Professional Development Planning: Crafting a Blueprint for Turning Expectations Into Reality
Now is a wonderful time to take a moment and think through some meaningful ways to invest in the growth of your team over the course of the year. According to the National Staff Development Council, programs providing 30–100 hours of professional development over 6–12 months saw the largest positive impact on child outcomes. In contrast, programs providing 14 hours or fewer saw no significant effect on children’s development and learning. Making professional development a priority each year is essential when you are aiming to continuously elevate the quality of your program and promote positive child outcomes across the board.

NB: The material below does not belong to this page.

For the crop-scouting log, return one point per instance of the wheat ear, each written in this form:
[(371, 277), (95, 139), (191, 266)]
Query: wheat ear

Professional development vs. training
It’s important to note that we’re talking professional development here, not training. Training is of course necessary as new initiatives or resources are rolled out. But training serves a decidedly narrow purpose: to help teachers unpack the boxes and learn about the new “stuff,” walking them through implementation plans to make sure everyone feels confident getting started. While these in-service/training days certainly have a place, they cannot serve as a replacement for true professional development.
As its name suggests, professional development should develop your teams as professional educators who perform critical work for children, families, and society. In addition to expanding skills and experience for future career growth, it should equip, empower, inspire, challenge, and motivate your teams. And in order to do this well, it should create ongoing opportunities for individualized learning the likes of which you strive to offer the children in your care.
Developing your plan
As you look to build a robust (yet doable!) professional development plan for your program, here are some questions to consider that may help you get you started.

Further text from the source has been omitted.